Édition du 23 avril 2024

Une tribune libre pour la gauche québécoise en marche

Éducation

ReprésentantEs étudiantEs, du culte populaire du JE à la prise de conscience individuelle et collective du NOUS

Sur les médias sociaux et dans les médias de masse, nous assistons à un débat, que je qualifierai d’emblée de fumeux, sur le rôle et le discours des porte-paroles du mouvement étudiant.

Dans un monde médiatique où le culte de la personnalité est poussé à son extrême (prenons en exemple les nombreuses téléréalités qui polluent notre espace médiatique), c’est le Je qui domine. Apparaît un mouvement qui pense, qui réfléchit autrement. En effet, Le mouvement étudiant dans son ensemble, et ce, depuis des décennies réfléchit et fonctionne selon les règles de la démocratie directe, ce qui signifie, en terme de représentation, que les porte-paroles sont là pour porter les mandats issus des votes majoritaires, point final. Ce mouvement pense et réfléchit en fonction du NOUS, d’une collectivité qui pense, réfléchit et s’exprime.

Or les médias ne réfléchissent pas ainsi, pas plus que le gouvernement, dont, pourtant, ce devrait être le rôle à titre de représentant collectif des intérêts des québécoises et québécois. En effet, le gouvernement Charest nous a démontré depuis belle lurette, non seulement dans le conflit étudiant, mais dans le népotisme des scandales de la construction, du financement du parti libéral, du Plan Nord, j’en oublie, et des meilleures, qu’il ne défend que ses intérêts partisans et ceux des amis de son régime. Pour ce qui est des médias, ils défendent les intérêts de leurs propriétaires ou bailleurs de fonds, sauf dans le cas de quelques journalistes passionnés dont je salue bien bas le courage.

La tendance est donc de faire des porte-paroles étudiantEs des vedettes ou des ennemis publics, tout dépendant qu’on soit pour ou contre la hausse.

Or, cette personnalisation des débats, quoiqu’inévitable, nous éloigne du véritable débat qui est la hausse des frais de scolarité. Loin de moi l’idée de condamner les leaders étudianEs : ils et elles font un travail magnifique et doivent, dans une certaine mesure, jouer le jeu des médias si nous voulons voir les enjeux de cette grève exposés à l’extérieur des médias sociaux. C’est justement ce qui m’interpelle et m’amène à écrire : ces jeunes, à chacune de leur prise de parole, nous convient à sortir du moule médiatique convenu, à passer du JE au NOUS.
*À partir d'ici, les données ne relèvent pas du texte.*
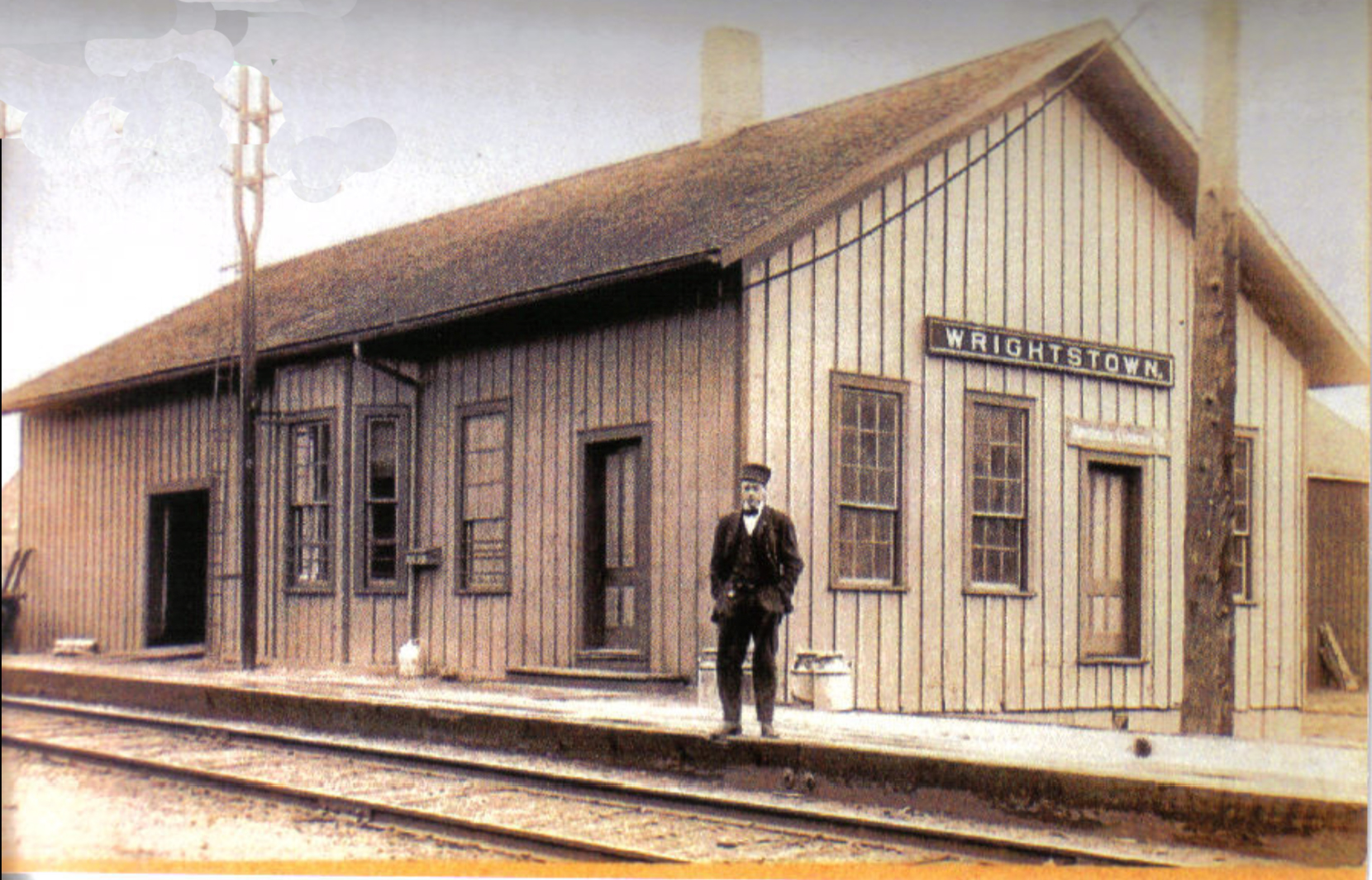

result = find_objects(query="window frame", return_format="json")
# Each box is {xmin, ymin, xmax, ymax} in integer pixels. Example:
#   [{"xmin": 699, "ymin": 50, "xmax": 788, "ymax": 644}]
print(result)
[
  {"xmin": 1225, "ymin": 425, "xmax": 1260, "ymax": 607},
  {"xmin": 829, "ymin": 370, "xmax": 910, "ymax": 592},
  {"xmin": 453, "ymin": 397, "xmax": 515, "ymax": 597},
  {"xmin": 280, "ymin": 410, "xmax": 341, "ymax": 597},
  {"xmin": 353, "ymin": 406, "xmax": 412, "ymax": 597},
  {"xmin": 962, "ymin": 389, "xmax": 1041, "ymax": 599}
]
On n’a qu’à penser au fameux débat sur la violence dont a été victime Gabriel Nadeau Dubois la semaine dernière, alors que journalistes et politiciens voulaient à toute force lui faire dire s’il était pour ou contre la violence. Pour ce porte-parole, là n’est pas la question, car ce n’est pas en son nom qu’il parle mais bien au nom de ses membres, qui doivent impérativement se prononcer sur une telle question avant que lui-même puisse prendre la parole en leur nom.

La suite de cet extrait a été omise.